The transcription factor nuclear factor-κB (NF)-κB promotes survival of hepatic myofibroblasts and fibrogenesis through poorly defined mechanisms. We investigated the activities of angiotensin II and IκB kinase (IKK) in regulation of NF-κB activity and the role of these proteins in liver fibrosis in rodents and humans.

Phosphorylation of the NF-κB subunit RelA at serine 536 (P-Ser⁵³⁶-RelA) was detected by immunoblot and immunohistochemical analyses. P-Ser⁵³⁶-RelA function was assessed using vectors that expressed mutant forms of RelA, cell-permeable blocking peptides, and assays for RelA nuclear transport and apoptosis. Levels of P-Ser⁵³⁶-RelA were compared with degree of fibrosis in liver sections from chronically injured rats and patients with hepatitis C virus-mediated fibrosis who had been treated with the AT1 antagonist losartan.
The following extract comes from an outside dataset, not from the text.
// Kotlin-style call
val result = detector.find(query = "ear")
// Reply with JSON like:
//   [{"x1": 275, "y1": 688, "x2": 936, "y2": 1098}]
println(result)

Constitutive P-Ser⁵³⁶-RelA is a feature of human hepatic myofibroblasts, both in vitro and in situ in diseased livers. Autocrine angiotensin II stimulated IKK-mediated phosphorylation of RelA at Ser⁵³⁶, which was required for nuclear transport and transcriptional activity of NF-κB. Inhibition of angiotensin II, the angiotensin II receptor type 1 (AT1), or IKK blocked Ser⁵³⁶ phosphorylation and stimulated myofibroblast apoptosis. Treatment of fibrotic rodent liver with the angiotensin converting enzyme (ACE) inhibitor captopril or the IKK inhibitor sulphasalazine resulted in loss of P-Ser⁵³⁶-RelA-positive myofibroblasts and fibrosis regression. In human liver samples, increased numbers of P-Ser⁵³⁶-RelA-positive cells were associated with fibrosis that regressed following exposure to losartan.

An autocrine pathway that includes angiotensin II, IKK, and P-Ser⁵³⁶-RelA regulates myofibroblast survival and can be targeted to stimulate therapeutic regression of liver fibrosis.